In the second session of the book club (Wednesday April 23rd) we read poems from the Forward Anthology of Poetry 2001-2011. This anthology is a selection from the Forward anthologies published each year from the Forward Prize one of the big poetry competitions that tries to bring poetry to the attention of the nation. I introduced the discussion by noting that poetry which in Victorian times was widely read and valued by many middle class ‘cultured’ readers, is now a tiny fragment of the book market and little read except in school and university. I hoped to suggest that a poem could say and do things that no other art form can.

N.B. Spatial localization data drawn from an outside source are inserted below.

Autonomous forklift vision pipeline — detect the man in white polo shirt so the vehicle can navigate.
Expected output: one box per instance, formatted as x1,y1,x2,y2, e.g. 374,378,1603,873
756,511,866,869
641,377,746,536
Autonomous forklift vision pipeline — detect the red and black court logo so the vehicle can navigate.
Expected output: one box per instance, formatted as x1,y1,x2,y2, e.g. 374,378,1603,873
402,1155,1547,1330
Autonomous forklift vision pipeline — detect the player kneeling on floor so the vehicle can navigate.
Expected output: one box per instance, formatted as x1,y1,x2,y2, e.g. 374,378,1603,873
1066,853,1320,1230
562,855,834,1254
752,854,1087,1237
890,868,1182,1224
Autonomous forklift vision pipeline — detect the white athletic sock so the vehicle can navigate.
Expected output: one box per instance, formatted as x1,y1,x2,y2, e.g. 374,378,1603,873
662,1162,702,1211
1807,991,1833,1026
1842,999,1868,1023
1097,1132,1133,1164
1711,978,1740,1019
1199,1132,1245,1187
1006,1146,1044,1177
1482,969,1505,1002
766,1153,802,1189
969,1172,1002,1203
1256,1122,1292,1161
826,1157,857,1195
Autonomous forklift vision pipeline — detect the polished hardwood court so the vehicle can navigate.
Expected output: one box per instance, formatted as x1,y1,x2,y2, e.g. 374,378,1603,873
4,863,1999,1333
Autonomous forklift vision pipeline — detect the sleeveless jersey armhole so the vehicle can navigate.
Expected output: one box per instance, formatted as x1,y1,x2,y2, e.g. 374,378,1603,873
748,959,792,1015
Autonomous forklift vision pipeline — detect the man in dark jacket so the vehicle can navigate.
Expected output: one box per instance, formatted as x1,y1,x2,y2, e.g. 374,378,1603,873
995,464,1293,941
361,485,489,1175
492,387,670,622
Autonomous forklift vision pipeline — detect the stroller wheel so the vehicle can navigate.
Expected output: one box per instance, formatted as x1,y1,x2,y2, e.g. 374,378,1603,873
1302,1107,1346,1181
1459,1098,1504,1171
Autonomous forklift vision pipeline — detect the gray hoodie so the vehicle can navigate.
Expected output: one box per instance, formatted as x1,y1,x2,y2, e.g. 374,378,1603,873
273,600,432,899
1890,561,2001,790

A novel for instance is a very complicated and lengthy machine for saying something about life, whereas a poem is a supremely flexible instrument and can say all sorts of things in all sorts of ways. I also hoped to show that reading and discussing a poem slowly together can be enjoyable! Certainly the poems in the anthology had provoked strong feelings. Some were strongly disliked, though we also said this was not necessarily a criticism. Some were very much enjoyed – sometimes the same poems. Of the three poems we read in our session Anne Wigley’s Durer’s Hare was one of the most popular and we saw how it seemed to be simply a brilliant description of a painting but really was about the painter’s artistry in capturing the elusiveness of life and perhaps also about its own effort to capture a visual image in words… We also read George Szirtes’ ‘Song’ addressed to the South African anti-apartheid politician Helen Suzman, and U.A.Fanthorpe’s ‘A Minor Role’ thinking about the use of language, metaphors and imagery, and the additional meanings behind apparently simple words. A little snapshot I hope of the different things contemporary poems can do.